Rin was grateful that they didn’t have to do much maneuvering themselves. It meant they didn’t have to bother with a crew of Moag’s hired help. They needed only the six of them to sail up and down South Nikan Sea, doing minimal ship maintenance while blessed Aratsha trailed alongside the hull, guiding the ship wherever they needed to go.
Moag had lent them an opium skimmer named Caracel, a sleek and skinny vessel that somehow packed six cannons on each side. They didn’t have the numbers to man each cannon, but Ramsa had devised a clever workaround. He’d connected all twelve fuses with the same strip of twine, which meant he could set them all off at once.
But that was only the last resort. Rin didn’t intend to win this skirmish with cannons. If Moag didn’t want survivors, then Rin only had to get close enough to board.
She folded her arms on the railing and rested her chin on them, staring down at the empty water. Sailing was far less interesting than staking out enemy camps. Battlefields were endlessly entertaining. The ocean was just lonely. She’d spent the morning watching the monotonous gray horizon, trying to keep her eyes open. Moag hadn’t been certain when her tax-evading captain would sail back to port. It could be any time from now to past midnight.

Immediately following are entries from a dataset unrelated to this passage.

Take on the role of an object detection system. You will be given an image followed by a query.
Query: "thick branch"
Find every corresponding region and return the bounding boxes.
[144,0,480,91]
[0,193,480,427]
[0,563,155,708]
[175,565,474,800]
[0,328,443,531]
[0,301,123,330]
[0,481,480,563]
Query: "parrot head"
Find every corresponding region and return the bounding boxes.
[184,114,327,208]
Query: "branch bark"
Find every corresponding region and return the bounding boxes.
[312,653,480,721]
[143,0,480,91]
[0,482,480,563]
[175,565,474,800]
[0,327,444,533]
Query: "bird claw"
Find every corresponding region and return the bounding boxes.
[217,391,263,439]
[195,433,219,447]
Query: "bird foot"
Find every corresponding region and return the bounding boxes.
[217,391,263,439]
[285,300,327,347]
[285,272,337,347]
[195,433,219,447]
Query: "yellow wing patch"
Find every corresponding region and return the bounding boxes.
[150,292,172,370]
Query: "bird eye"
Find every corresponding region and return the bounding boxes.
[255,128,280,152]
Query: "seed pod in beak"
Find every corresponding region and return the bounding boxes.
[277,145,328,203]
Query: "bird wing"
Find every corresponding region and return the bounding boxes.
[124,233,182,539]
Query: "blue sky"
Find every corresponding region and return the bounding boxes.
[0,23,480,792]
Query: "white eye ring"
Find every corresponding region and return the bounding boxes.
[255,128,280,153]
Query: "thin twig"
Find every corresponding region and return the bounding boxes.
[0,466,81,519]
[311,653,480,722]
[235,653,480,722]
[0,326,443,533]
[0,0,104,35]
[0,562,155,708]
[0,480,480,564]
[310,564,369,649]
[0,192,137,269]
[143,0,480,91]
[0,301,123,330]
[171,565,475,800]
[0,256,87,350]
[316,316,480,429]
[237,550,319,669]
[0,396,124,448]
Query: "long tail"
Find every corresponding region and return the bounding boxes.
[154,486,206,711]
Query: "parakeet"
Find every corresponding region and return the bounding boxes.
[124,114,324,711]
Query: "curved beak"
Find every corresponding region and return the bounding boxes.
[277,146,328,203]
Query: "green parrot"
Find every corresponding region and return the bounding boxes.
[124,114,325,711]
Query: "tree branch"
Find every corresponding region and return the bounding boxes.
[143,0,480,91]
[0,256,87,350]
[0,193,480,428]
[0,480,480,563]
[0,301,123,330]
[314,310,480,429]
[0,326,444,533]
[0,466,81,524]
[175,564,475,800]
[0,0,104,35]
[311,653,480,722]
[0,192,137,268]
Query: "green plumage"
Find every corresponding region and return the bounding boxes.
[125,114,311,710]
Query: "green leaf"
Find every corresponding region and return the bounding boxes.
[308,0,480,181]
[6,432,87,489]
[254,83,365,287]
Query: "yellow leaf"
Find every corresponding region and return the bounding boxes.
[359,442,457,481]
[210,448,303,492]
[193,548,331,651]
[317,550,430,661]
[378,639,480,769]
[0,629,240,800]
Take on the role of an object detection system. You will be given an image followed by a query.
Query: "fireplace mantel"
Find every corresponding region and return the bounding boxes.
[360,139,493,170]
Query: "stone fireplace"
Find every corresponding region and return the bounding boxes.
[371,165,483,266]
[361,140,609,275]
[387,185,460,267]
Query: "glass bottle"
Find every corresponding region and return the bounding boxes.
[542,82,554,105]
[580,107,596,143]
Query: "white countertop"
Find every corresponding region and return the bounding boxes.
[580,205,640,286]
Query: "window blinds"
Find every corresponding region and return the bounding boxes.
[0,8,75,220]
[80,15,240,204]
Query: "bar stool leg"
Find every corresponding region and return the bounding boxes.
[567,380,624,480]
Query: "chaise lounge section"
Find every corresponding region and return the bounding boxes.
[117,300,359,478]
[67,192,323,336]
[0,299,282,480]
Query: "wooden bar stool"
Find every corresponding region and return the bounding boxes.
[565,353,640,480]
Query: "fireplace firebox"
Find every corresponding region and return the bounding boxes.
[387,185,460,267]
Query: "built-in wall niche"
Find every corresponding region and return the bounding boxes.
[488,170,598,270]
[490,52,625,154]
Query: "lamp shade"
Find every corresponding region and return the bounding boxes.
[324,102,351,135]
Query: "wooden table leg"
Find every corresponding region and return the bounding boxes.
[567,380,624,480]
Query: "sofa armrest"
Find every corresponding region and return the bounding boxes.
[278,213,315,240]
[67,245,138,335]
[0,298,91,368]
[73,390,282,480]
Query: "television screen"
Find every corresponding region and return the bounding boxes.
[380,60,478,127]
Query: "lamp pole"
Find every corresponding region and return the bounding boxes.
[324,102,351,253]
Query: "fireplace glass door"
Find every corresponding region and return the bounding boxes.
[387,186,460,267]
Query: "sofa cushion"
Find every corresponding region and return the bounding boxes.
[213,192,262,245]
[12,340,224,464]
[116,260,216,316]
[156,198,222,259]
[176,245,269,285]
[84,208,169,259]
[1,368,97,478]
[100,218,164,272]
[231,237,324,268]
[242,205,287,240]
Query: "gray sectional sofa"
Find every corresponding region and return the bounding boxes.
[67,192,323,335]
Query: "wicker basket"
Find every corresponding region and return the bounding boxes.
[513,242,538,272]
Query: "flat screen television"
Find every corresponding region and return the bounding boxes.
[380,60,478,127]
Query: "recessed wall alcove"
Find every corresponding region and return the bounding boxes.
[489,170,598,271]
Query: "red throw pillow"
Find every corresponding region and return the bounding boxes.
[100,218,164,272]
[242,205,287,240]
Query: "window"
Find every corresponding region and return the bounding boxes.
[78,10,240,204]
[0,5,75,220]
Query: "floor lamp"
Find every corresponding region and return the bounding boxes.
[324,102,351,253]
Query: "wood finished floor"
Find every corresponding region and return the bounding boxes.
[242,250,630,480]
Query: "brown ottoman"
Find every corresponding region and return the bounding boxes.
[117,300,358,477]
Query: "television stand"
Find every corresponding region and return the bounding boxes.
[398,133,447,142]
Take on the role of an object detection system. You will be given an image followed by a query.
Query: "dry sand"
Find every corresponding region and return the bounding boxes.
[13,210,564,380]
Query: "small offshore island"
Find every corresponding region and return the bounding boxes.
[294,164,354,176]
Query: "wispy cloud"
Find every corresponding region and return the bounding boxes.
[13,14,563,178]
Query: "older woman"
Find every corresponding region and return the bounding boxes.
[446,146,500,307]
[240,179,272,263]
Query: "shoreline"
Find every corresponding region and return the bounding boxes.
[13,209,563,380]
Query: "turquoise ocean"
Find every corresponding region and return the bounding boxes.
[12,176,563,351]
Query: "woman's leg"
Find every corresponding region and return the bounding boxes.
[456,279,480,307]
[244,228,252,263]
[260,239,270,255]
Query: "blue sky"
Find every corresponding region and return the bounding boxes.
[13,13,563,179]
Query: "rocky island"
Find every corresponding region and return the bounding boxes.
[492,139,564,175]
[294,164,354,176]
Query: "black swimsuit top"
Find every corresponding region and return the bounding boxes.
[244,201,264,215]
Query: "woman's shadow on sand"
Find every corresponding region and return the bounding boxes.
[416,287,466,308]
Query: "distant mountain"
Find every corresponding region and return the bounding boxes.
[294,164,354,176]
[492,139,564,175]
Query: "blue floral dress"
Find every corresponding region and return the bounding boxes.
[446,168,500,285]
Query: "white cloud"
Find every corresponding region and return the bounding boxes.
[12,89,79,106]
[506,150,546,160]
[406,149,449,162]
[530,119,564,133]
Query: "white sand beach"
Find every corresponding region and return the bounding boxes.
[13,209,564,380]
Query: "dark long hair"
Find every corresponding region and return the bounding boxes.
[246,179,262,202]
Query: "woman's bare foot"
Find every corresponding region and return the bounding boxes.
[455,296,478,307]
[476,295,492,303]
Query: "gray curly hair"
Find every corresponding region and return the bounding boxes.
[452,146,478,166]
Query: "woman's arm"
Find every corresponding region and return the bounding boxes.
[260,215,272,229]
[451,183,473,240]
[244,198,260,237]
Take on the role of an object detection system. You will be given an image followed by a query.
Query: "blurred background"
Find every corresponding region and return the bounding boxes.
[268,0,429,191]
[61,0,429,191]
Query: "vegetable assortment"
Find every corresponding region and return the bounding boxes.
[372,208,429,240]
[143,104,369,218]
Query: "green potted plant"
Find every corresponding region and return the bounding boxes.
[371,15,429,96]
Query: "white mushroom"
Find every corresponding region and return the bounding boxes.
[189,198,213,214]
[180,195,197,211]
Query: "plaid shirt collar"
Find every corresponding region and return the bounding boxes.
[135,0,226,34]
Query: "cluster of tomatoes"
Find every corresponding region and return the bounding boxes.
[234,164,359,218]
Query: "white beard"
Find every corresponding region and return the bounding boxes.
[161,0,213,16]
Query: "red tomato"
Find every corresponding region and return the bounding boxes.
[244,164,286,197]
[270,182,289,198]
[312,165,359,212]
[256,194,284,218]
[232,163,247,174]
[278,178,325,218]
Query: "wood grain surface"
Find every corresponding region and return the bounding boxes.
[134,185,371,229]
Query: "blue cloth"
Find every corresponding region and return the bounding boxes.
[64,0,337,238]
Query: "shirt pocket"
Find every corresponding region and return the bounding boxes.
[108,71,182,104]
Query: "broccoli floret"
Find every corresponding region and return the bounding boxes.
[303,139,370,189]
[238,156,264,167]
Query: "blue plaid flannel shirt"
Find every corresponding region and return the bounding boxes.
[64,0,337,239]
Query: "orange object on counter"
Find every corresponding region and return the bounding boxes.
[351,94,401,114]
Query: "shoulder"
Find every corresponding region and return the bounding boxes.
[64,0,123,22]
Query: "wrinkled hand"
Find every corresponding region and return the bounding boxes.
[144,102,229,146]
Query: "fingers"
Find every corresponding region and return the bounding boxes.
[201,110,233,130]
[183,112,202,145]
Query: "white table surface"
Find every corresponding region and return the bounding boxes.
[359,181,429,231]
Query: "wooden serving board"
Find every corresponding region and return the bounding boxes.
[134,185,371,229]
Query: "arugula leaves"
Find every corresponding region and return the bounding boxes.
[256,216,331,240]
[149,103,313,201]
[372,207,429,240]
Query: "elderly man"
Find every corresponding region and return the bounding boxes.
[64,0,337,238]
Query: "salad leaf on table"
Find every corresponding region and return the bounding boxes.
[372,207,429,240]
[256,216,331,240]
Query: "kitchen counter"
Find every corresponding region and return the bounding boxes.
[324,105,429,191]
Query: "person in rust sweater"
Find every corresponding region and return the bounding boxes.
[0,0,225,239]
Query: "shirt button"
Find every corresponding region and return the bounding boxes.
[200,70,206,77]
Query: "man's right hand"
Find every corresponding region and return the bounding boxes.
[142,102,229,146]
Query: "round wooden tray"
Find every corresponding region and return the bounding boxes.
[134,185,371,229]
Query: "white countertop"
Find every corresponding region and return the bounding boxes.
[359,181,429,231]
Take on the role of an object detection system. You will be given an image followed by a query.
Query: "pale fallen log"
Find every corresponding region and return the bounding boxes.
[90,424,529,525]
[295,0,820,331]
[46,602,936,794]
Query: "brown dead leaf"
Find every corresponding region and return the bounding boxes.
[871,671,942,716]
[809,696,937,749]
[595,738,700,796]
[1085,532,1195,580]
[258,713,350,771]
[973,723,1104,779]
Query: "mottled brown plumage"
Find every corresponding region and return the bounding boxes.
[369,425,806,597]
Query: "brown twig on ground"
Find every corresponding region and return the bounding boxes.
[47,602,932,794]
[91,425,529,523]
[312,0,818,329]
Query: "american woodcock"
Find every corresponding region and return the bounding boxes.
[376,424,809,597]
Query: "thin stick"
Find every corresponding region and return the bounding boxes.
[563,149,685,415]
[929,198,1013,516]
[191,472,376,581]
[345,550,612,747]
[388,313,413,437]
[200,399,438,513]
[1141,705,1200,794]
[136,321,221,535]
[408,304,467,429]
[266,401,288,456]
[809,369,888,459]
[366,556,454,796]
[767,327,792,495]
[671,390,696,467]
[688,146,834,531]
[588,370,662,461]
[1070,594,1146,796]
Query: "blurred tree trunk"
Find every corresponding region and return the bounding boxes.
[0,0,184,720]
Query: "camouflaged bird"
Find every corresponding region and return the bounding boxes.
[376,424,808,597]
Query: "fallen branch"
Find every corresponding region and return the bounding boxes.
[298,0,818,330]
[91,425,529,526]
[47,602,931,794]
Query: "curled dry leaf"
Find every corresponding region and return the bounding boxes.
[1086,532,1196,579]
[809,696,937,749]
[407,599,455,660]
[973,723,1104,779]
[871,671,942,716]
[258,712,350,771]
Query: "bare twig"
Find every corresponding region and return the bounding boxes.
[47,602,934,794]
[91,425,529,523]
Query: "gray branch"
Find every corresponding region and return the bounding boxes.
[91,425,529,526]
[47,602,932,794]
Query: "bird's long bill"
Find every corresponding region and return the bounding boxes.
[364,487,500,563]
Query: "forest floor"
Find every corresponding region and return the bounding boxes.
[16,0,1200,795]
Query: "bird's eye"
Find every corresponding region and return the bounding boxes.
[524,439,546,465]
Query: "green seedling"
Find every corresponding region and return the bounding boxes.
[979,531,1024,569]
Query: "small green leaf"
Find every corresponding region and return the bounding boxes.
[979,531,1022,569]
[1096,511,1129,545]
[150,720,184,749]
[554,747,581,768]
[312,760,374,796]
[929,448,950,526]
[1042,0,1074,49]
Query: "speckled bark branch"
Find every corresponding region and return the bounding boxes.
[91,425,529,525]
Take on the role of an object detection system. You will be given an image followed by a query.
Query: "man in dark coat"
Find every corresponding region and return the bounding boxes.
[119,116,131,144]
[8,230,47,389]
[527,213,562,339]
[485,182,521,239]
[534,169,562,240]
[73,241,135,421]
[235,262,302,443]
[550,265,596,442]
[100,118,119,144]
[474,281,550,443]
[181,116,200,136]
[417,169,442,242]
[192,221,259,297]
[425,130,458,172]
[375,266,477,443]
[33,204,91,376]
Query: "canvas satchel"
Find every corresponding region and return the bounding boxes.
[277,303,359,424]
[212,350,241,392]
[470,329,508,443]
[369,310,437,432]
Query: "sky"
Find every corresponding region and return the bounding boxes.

Rin didn’t understand how the sailors could stand the terrible lack of orientation at sea. To her, every stretch of the ocean looked the same. Without the coast to anchor her, one horizon was indistinguishable from the next. She could read star charts if she tried, but to her naked eye, each patch of greenish blue meant the same thing.
They could be anywhere in Omonod Bay. Somewhere out there lay the Isle of Speer. Somewhere out there was the Federation.
Moag had once offered to take her back to Mugen to survey the damage, but Rin had refused. She knew what she would find there. Millions of bodies encased within hardened rock, charred skeletons frozen in their last living acts.
How would they be positioned? Mothers reaching for their children? Husbands wrapping their arms around their wives? Maybe their hands would be stretched out toward the sea, as if they could escape the deadly thick sulfurous clouds rumbling down the mountainside if they could just get to the water.
She had imagined this too many times, had painted a far more vivid image of it in her mind than reality was likely to be. When she closed her eyes she saw Mugen and she saw Speer; the two islands blurred together in her mind, because in all cases the narrative was the same: children going up in flames, the skin sloughing off their bodies in large black patches, revealing glistening bone underneath.
They burned for someone else’s war, someone else’s wrongs; someone they had never met had made the decision they should die, so in their last moments they would have had no idea why their skin was scorching off.
Rin blinked and shook her head to clear it. She kept slipping into daydreams. She’d taken a small dose of laudanum last night after her singed palm hurt so much she couldn’t sleep, which in retrospect was an awful idea because laudanum exhausted her more than opium did and wasn’t half as fun.
She examined her hand. Her skin was puffy and furiously red, even though she’d soaked it in aloe for hours. She couldn’t make a fist without wincing. She was grateful she’d only burned her left hand, not her sword hand. She cringed at the thought of grasping a hilt against the tender skin.
She moved her thumbnail over the center of her palm and dug it hard into the open wound. Pain lanced through her arm, bringing tears to her eyes. But it woke her up.
“Shouldn’t have taken that laudanum,” said Chaghan.
She jerked upright. “I’m awake.”
He joined her by the railing. “Sure you are.”
Rin shot him an irritated glare, wondering how much effort it would take to toss him overboard. Not very much, she guessed. Chaghan was so terribly frail. She could do it. They wouldn’t miss him. Probably.
“You see those rock formations?” Baji, who must have sensed an impending screaming match, edged his way in between them. He pointed toward a series of cliffs on the distant Ankhiluuni shore. “What do they look like to you?”
Rin squinted. “A man?”
Baji nodded. “A drowned man. If you sail to shore during sunset, it looks like he’s swallowing the sun. That’s how you know you’ve found Ankhiluun.”